En el extremo más lejano de una profunda y estrecha caverna rocosa, cuya longitud parecía mayor por efecto de la luz, estaba sentado el explorador, sosteniendo una rama de pino llameante. La luminosidad de la antorcha destacó tan nítidamente su rudo y curtido rostro, así como su rústica indumentaria, que le confería un aire de romanticismo salvaje a este individuo, que visto a la luz del día pasaría simplemente por un hombre de formidable corpulencia vestido de un modo estrafalario, aunque su fisonomía se componía de una sencilla tenacidad en la disposición de su musculatura. A poca distancia de él se encontraba de pie Uncas, mostrando todo el poderío de su figura. Los viajeros contemplaron el fibroso y erguido cuerpo del joven mohicano con temor, ya que sus movimientos y posturas denotaban la agilidad y la versatilidad propias de su naturaleza salvaje. A pesar de que su persona, como en el caso del hombre blanco, estaba cubierta por una camisa de caza bordeada por flecos, ésta no disimulaba su oscura y penetrante mirada, desprovista de temor, que resultaba agresiva y tranquila a la vez, ni tampoco ocultaba su magnífica constitución física, robusta y atlética, ni el color cobrizo de su piel. Lo mismo podía decirse de la dignidad impuesta por su despejada frente y todos los rasgos de su noble efigie, rasurada en su totalidad a excepción de la tupida cresta.
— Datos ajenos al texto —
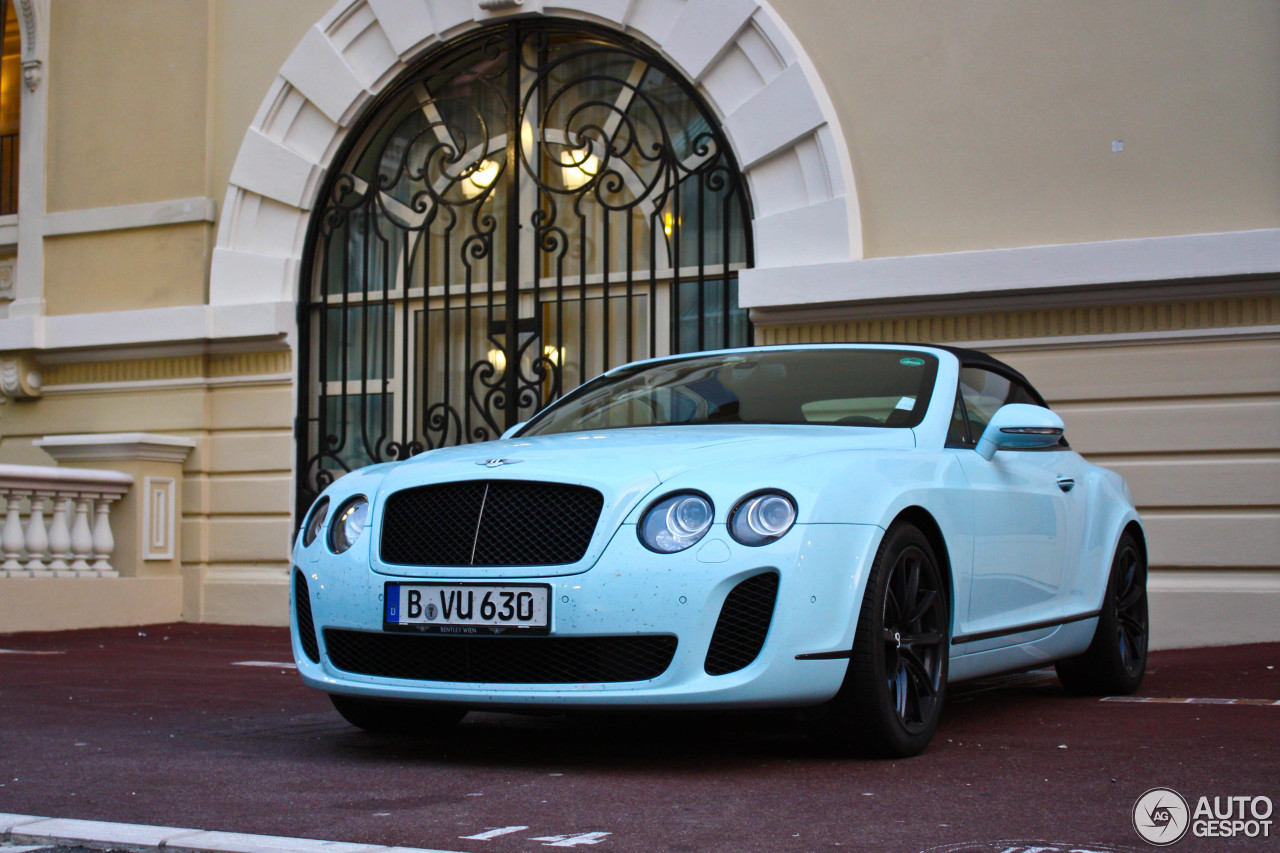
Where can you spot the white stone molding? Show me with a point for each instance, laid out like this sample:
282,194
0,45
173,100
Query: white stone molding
739,54
191,325
159,500
126,217
117,446
19,378
932,281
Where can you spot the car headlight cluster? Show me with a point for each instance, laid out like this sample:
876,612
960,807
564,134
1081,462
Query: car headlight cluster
760,519
680,520
348,523
319,512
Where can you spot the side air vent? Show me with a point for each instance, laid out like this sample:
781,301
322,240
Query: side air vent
306,625
743,625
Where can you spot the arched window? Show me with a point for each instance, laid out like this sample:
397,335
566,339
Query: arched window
526,209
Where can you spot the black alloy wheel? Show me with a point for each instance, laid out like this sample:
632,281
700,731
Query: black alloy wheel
1116,660
895,688
913,634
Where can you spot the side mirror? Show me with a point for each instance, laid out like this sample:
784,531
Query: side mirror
1019,427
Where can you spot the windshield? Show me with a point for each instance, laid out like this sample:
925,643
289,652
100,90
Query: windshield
887,388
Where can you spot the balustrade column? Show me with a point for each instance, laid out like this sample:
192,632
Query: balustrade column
82,537
104,543
60,533
37,538
12,539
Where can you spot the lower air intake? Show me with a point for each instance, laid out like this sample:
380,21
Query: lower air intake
501,660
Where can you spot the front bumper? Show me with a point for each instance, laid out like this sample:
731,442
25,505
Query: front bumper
629,593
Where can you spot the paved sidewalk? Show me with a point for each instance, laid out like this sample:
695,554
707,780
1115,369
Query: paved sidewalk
28,833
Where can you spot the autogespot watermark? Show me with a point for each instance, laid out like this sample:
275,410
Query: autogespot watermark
1162,816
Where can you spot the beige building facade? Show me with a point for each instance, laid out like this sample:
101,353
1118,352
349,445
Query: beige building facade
1088,192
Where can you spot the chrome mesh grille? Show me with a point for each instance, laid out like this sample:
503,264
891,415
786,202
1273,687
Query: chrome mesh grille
489,523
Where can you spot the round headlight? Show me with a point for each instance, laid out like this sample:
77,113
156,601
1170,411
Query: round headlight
315,521
676,521
348,524
762,518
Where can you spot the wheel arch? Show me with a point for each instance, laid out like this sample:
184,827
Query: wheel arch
1139,537
923,520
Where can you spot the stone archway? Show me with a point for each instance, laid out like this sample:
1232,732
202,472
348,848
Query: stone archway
739,54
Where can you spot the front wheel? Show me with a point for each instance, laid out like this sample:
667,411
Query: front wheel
384,716
1116,658
891,699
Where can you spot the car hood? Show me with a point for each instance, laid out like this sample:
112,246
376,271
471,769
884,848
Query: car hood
625,465
638,459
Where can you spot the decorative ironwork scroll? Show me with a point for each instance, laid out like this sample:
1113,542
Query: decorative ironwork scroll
526,209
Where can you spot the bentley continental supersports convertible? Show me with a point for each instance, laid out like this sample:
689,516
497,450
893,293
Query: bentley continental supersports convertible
835,529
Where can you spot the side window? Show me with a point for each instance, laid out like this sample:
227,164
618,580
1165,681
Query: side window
956,433
983,392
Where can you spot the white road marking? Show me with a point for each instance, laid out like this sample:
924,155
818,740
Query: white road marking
485,836
1160,699
572,840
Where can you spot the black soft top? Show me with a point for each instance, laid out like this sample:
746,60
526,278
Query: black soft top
977,359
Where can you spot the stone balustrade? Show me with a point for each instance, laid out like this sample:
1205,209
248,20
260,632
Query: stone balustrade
56,521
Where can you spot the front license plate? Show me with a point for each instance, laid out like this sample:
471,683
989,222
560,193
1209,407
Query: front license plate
467,609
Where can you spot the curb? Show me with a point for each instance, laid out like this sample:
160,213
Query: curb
30,829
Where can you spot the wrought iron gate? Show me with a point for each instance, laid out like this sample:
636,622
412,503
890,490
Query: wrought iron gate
529,208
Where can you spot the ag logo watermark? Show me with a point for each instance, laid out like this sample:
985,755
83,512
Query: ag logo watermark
1162,816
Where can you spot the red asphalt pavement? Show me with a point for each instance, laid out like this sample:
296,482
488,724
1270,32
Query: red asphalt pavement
160,725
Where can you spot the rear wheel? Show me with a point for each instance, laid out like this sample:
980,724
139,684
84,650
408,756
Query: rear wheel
891,699
397,717
1116,660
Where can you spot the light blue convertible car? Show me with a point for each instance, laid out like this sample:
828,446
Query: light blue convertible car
839,529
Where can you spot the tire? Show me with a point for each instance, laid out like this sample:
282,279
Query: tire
1116,658
894,690
425,719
Fue la primera ocasión en la que Duncan y los demás pudieron apreciar claramente los rasgos de ambos indios, y cada uno vio cómo sus dudas quedaban despejadas al comprobar que las cualidades del joven guerrero, aunque fuesen salvajes, se fundaban en el orgullo y la resolución. Aunque para ellos se trataba de un ser atrapado en el abismo de la ignorancia, intuyeron que de ningún modo se prestaría voluntariamente a la maldad ni al desenfreno, sino que pondría a buen servicio sus dotes naturales. La ingenua Alice lo contemplaba fijamente, admirando su arrogancia y desparpajo, como si estuviese contemplando una escultura griega antigua a la que un milagro le hubiese dotado de vida. Heyward, por su parte, aunque acostumbrado al bien proporcionado físico de los nativos, no pudo por menos que reconocer que se trataba de uno de los más nobles y equilibrados ejemplos de la fisonomía del hombre salvaje.